Antônio Conselheiro é um dos personagens mais caluniados da história
do Brasil. Fanático, louco, supersticioso, traidor, ignorante e arruaceiro -
dos documentos oficiais estes rótulos passam aos livros de história. Apenas
recentemente começou a mudar a imagem falsa que construíram para Conselheiro.
Nasceu no Ceará, em 1828, na vila de Quixeramobim. Aos seis anos fica órfão
de mãe. Antes de completar oito o pai casa-se de novo e o menino Antônio
Vicente Mendes Maciel será muito maltratado pela madrasta. Torna-se tímido e
lembrará a infância como um “período de dor”, mas aprende aritmética,
geografia, latim e francês.
Aos vinte e sete anos, com a morte do pai, toma conta da venda da família.
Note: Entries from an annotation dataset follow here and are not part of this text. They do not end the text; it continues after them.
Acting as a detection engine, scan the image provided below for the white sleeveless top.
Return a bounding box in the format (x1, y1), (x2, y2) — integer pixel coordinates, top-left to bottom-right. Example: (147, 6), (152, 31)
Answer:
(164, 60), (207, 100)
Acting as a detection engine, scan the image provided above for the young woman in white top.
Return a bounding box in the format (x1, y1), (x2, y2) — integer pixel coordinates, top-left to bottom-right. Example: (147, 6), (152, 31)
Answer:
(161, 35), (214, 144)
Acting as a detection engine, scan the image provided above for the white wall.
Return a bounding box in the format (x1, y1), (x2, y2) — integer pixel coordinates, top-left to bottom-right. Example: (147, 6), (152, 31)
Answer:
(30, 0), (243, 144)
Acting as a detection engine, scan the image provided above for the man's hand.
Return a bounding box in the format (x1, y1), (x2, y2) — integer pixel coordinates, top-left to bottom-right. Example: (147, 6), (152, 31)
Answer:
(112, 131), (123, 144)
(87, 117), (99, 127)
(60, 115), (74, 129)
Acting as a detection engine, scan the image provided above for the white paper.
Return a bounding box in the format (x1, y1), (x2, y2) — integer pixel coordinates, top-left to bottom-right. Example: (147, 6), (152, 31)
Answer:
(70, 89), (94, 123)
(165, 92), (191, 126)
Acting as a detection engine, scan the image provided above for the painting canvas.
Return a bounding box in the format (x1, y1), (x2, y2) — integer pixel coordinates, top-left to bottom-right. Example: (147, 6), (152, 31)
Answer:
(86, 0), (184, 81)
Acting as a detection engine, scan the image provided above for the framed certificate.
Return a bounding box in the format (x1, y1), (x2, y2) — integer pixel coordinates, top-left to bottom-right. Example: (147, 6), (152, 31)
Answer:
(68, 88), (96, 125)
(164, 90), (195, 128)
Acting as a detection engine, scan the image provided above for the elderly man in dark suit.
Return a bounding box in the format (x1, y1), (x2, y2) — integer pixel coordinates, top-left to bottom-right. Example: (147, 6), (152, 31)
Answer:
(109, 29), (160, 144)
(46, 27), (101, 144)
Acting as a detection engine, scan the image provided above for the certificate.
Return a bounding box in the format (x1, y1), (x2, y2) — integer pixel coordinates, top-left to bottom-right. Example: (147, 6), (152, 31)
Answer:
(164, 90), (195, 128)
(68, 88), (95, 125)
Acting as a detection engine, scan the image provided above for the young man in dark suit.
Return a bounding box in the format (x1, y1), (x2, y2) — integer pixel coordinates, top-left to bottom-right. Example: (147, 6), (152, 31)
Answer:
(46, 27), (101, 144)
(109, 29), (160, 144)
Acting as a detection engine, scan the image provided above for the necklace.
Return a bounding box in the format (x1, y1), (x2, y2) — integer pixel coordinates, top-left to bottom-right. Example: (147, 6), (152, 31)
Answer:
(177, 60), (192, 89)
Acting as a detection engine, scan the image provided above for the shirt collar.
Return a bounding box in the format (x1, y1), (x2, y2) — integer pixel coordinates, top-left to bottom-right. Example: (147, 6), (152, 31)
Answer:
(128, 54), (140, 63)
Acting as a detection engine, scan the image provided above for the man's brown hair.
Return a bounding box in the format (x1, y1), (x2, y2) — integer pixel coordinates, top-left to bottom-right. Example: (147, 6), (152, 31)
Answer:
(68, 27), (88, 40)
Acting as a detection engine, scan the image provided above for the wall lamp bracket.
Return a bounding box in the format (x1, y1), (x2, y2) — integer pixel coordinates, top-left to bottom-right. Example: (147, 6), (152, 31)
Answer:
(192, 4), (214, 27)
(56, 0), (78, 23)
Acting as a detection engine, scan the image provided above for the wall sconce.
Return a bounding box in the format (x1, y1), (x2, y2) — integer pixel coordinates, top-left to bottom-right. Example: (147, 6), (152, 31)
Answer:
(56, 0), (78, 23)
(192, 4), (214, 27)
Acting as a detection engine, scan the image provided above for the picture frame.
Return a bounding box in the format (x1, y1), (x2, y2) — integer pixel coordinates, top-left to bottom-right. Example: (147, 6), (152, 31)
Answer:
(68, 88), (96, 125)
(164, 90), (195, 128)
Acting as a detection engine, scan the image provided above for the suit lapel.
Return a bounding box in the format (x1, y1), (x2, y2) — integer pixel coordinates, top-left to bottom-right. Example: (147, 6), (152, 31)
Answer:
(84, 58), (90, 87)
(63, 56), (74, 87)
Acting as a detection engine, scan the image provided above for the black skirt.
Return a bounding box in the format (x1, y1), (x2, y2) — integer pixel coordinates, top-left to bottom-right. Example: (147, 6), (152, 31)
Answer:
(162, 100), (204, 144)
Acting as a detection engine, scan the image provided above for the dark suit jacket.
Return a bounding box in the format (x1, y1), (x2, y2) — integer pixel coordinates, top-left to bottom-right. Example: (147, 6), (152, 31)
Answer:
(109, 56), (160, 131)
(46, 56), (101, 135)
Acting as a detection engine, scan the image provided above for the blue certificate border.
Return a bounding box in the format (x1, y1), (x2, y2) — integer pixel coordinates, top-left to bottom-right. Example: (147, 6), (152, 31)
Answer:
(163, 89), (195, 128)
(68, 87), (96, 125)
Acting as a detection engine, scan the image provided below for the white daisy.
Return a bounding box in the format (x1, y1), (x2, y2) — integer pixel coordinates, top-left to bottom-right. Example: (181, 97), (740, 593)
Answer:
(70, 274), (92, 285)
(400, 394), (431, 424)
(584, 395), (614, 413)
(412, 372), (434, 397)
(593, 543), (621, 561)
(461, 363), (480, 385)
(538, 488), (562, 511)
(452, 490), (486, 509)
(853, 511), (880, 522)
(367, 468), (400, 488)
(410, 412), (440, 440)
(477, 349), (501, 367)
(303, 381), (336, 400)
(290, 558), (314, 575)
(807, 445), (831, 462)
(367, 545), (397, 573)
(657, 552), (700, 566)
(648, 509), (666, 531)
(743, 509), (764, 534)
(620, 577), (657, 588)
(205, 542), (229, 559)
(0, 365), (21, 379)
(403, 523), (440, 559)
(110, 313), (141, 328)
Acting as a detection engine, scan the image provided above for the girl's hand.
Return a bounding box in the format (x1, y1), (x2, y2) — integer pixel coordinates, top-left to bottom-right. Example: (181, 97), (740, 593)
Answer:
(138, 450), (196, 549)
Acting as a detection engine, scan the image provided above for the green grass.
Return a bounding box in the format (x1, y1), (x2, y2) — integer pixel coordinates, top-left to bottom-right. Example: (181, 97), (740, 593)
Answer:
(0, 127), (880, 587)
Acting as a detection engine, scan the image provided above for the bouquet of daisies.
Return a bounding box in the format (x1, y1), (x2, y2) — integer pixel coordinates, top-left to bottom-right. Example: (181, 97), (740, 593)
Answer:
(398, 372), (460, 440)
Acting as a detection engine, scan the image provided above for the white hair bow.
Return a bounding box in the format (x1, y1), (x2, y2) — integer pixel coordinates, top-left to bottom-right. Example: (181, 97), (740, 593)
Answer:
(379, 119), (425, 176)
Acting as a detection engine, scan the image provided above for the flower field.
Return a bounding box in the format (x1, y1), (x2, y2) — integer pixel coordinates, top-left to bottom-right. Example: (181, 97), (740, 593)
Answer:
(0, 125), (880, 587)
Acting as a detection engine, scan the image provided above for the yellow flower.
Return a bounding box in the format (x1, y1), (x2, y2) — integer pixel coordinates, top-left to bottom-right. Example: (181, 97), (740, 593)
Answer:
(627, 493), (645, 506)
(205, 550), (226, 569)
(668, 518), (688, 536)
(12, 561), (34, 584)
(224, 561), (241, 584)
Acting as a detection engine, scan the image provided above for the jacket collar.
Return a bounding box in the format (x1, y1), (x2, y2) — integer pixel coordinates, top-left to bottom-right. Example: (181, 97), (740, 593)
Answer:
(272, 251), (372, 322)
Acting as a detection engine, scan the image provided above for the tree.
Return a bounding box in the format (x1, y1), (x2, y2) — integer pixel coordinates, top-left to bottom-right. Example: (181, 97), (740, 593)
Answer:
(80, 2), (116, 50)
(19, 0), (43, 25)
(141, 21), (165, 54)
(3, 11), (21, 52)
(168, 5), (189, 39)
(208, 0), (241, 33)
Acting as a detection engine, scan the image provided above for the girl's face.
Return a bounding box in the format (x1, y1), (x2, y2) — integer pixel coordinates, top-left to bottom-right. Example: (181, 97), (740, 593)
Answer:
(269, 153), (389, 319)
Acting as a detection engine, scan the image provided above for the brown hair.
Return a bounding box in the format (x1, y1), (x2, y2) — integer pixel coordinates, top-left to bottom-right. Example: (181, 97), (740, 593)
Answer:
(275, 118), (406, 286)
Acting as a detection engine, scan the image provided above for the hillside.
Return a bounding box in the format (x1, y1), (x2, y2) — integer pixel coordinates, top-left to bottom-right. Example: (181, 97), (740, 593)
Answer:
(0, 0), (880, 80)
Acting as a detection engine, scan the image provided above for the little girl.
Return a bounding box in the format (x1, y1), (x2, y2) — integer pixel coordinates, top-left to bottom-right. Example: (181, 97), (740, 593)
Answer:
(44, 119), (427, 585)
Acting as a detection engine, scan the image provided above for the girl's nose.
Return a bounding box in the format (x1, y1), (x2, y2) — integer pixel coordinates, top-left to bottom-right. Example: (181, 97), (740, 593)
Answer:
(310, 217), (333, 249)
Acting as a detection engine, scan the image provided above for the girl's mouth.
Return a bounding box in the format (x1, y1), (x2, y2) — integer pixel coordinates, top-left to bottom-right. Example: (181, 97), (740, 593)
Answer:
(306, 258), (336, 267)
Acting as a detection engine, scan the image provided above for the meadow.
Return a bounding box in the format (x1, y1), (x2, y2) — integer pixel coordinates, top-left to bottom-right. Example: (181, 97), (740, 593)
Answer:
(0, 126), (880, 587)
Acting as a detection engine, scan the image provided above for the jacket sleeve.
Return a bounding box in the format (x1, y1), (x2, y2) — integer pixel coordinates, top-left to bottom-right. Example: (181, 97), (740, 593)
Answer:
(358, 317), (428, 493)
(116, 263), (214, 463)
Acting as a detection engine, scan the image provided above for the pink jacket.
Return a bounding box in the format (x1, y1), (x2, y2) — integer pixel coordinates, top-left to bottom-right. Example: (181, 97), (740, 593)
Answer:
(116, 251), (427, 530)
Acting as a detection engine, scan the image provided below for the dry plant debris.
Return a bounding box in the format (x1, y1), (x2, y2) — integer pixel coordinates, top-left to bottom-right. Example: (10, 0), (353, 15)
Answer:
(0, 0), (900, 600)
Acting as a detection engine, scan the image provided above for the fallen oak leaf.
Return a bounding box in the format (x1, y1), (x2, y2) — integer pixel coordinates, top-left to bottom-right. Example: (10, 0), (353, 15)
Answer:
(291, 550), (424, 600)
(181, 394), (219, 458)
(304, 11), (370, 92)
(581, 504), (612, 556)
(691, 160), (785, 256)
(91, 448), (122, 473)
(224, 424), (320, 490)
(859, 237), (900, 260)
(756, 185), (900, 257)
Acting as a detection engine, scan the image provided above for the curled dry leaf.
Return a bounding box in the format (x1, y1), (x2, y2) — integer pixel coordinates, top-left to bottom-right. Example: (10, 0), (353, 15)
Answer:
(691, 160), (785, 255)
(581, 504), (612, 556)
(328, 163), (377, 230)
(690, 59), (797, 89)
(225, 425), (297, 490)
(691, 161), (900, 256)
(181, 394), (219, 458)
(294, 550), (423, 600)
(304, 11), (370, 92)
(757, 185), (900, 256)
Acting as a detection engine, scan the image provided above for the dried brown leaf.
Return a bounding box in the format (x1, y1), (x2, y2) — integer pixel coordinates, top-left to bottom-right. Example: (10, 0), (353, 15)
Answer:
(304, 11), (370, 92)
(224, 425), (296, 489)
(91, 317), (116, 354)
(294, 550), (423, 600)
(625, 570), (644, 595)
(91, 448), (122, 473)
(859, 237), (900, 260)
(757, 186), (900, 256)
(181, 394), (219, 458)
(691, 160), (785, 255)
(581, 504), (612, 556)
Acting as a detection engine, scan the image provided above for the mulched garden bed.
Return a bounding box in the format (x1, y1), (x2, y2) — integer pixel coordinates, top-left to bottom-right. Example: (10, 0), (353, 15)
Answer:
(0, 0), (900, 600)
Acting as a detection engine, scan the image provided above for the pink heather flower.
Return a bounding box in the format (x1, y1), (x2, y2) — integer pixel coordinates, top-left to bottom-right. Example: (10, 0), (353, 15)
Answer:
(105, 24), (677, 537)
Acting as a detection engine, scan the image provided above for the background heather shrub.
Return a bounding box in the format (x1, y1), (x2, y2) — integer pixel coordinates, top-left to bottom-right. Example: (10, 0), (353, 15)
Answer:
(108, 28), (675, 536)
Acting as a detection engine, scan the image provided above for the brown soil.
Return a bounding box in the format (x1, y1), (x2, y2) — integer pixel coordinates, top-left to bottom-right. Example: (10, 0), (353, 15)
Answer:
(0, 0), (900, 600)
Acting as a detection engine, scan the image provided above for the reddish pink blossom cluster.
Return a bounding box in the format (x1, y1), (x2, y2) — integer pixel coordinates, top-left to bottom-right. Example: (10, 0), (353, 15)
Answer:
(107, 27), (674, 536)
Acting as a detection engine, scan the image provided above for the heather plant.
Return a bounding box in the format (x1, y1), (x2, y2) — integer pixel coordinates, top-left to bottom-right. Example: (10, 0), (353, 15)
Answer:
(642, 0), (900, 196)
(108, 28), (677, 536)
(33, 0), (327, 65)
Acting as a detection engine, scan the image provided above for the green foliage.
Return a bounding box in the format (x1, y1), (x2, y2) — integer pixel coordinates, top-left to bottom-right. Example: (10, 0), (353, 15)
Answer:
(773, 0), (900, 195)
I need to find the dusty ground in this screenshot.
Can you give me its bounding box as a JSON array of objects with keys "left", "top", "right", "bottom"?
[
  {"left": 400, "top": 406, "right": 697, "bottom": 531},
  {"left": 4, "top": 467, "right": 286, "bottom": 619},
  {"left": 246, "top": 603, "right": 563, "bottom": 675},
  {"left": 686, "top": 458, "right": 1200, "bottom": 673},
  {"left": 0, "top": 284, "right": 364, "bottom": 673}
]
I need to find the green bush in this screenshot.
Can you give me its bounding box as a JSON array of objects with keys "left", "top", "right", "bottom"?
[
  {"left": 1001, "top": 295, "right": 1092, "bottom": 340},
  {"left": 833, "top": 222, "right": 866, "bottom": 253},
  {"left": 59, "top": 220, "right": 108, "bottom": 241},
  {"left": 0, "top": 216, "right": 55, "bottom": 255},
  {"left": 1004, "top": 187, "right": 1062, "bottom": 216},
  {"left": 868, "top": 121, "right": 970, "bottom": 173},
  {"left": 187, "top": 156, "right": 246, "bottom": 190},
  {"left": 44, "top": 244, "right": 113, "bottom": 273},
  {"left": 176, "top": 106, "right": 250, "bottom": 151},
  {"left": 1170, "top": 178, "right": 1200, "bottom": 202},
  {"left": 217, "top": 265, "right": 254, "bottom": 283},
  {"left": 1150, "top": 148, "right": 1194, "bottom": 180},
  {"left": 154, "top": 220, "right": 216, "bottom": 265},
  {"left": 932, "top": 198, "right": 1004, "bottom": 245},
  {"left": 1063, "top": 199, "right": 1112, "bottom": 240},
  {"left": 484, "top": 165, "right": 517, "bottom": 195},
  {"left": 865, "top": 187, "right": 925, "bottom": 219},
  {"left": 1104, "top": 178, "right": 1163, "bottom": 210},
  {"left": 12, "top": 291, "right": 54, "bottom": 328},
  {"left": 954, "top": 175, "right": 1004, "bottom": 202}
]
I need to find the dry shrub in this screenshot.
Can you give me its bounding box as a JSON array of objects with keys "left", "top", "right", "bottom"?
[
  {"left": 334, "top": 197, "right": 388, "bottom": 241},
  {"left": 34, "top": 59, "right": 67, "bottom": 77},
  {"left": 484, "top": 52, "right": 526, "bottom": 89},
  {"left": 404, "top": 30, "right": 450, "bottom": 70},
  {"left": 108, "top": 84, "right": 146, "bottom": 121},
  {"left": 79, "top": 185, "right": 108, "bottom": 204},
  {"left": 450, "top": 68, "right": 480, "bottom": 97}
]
Está cheio de dívidas que paga a duras penas. Casa-se com uma prima. Abandona
o comércio, vai ser empregado e finalmente juiz de paz em Campo Grande. Depois
vive em Ipu, onde se torna requerente do fórum. O casamento não dá certo e
sua mulher foge com um soldado.
A partir daí Antônio Conselheiro começa a perambular pelo sertão.
Conhecia o sofrimento do povo, a quem defendia no fórum. Nas suas andanças
entra em contato íntimo com a miséria. Liga-se à Joana Imaginária, escultora
de imagens em barro e madeira, e o misticismo vai tomando conta da sua vida. Com
Joana tem um filho e deixa ambos em 1865. Andando, vai para Pernambuco e
Alagoas. Passa por Segipe e chega à Bahia.
Já não vaga à toa. Vai construindo cemitérios e igrejas de elegante
arquitetura, a pedido dos padres. A imagem já é a do conselheiro que entra
para a história: uma bata azul, barbas grisalhas, alpercatas e bordão. Come
frugalmente - frutas e verduras.
E prega.
É quando começam a vigiá-lo, porque embora seu discurso seja católico,
diverge um tanto dos padres. Percebe que os padres estão sempre do lado dos
fortes e ricos; fica com os humildes. Uma espécie de anarquista místico:
figura impressionante com sua barba e bata azul, chapelão, bolsa com livros e
caderno onde anota o que pensa. Fala contra o latifúndio, diz que a salvação
do homem virá pelas suas obras e declama os evangelhos em latim.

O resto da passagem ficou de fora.